Punggol, 35 km. There used to be a village here. I know someone who saw the sun rise while brushing her teeth. There were seafood restaurants too. Then, they were all cleared, and the land lay fallow for perhaps two decades. Wide open space, with nothing but beige sand, blue sky and green vegetation. Then, it got boarded up, no entry except for orange bulldozers and other big construction machines. Now, it's a park.

Why were the villagers chased away and the restaurants cleared? Pollution control, progress? Why did the land lie fallow for decades? Now it is going to be a scenic park, to be enjoyed by many. Somehow, I prefer it the way it was, rustic and scenic.

Tuesday, May 17, 2011

Where do we go from here?

Lorong Halus, 38 km. Public holiday. "Shake legs" at home, then pedal. Ah, a river without concrete banks, a trail without asphalt. My fat tyres roll with little effort. Then, the trail narrows. Tall grass, soggy ground, pools of black water that swallow my rims and dirt that goes "scrape scrape" between brake pads and rims. Vegetation blocks what's left of the path. But people have been here before me. I walk around the obstacle, the undergrowth wrapping itself around pedals.

Can I tell where the river begins and where the bank ends when I'm off the path? I reach what seems to be a dead end, underneath a bridge. There are two fishermen there, dressed in business casual. I guess they're workers from China. I ask one of them for directions. He certainly didn't cycle to this spot! I backtrack, and meet another mountain biker. He's going past the "dead end" and claims it's passable. He's heading towards storm clouds. Well, I've had enough of water beneath my feet, no thanks to more water from the sky.

As I backtrack, I come across a make-shift bridge and wonder if I should cross to the other bank. I decide to stick to the tried and tested. Good thing I did. Though the grass looked greener on the other bank, it turns out, from a proper vantage point, that there's no trail over there.

Sunday, May 15, 2011


Lorong Halus, 51 km. This new decade of this century is so eventful. The Jasmine Revolution takes place in the Middle East. Osama is killed a decade after 9/11. Japan is hit by a triple whammy. In Singapore, the ruling party gets its lowest share of the popular vote ever, which reflects voter disatisfaction.

Things happen to me too, at work and outside work. The year isn't even half-way through. I desperately start looking for the bright side. And go on a bicycle ride. When drowning, light means air. And cycling makes heart light.

Sunday, May 08, 2011

Paler shade of white

Tampines, 65 km. Outside, things look the same except for election posters. But there are invisible changes. My bicycle and I are in red and blue, which is the colour of the political landscape, either on party logos or shirt colour. Yesterday's general election is a watershed: the most number of seats contested since independence in 1965.
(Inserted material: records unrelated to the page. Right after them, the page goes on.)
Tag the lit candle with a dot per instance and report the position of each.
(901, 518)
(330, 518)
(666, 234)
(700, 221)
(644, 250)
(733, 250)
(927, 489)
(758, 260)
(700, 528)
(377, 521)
I cycle through Hougang, which hammered the incumbent in more ways than one. When the results were announced that it remains in the opposition hands of the Worker's Party, the neighbourhood erupted in cheers - this was past 2am.

My outfit has some black too, for the (ex) general who took the bullet for political reform. Collateral damage; many wish it didn't happen, but it did. "It's not personal, it's just politics," they say. When it was announced that the Workers' Party had taken the ex general's district, the neighbourhood roared and tooted car horns.

According to the BBC, "the opposition wins represent their best performance since Singapore became independent from the Malaysian federation in 1965".

I cycle along park connectors which I never knew existed; good roads wind alongside rivers. I recall the votes pulled by the various ministers. The better ones seem to have higher portion of the votes, the Prime Minister has done particularly well. The opposition party that Won Plenty is the most credible. Let's work together now, at least, better than cyclist vs driver, biker vs hiker!

Sunday, May 01, 2011

Peak performance vs crestfallen

Thu 28 Apr -  Sun 1 May
Cameron Highlands, 282 km.

I've cycled up Cameron Highlands before but this is the first time I'm: taking a train with my bicycle to Malaysia; cycling from Gua Musang to Cameron ie going up Cameron from the hard side; and sitting on my Brooks saddle abroad.

Day 1 and 2, Thu 28 Apr-Fri 29 Apr, Singapore-Gua Musang-Cameron Highlands (Kelantan), 137 km. I cycle to Tanjong Pagar Station to board the overnight sleeper train. I spend the night half asleep, but there's no half fare. Bicycle stands in the aisle, strapped in the hope that it will not sidle down or be molested. We arrive at Gua Musang before dawn, where I breakfast on cold rice and chicken. And carry as much water as there is space for: 2.5 litres. There's no food or water for about 90 km before we reach the outskirts of Cameron Highlands; streams and road kill don't count.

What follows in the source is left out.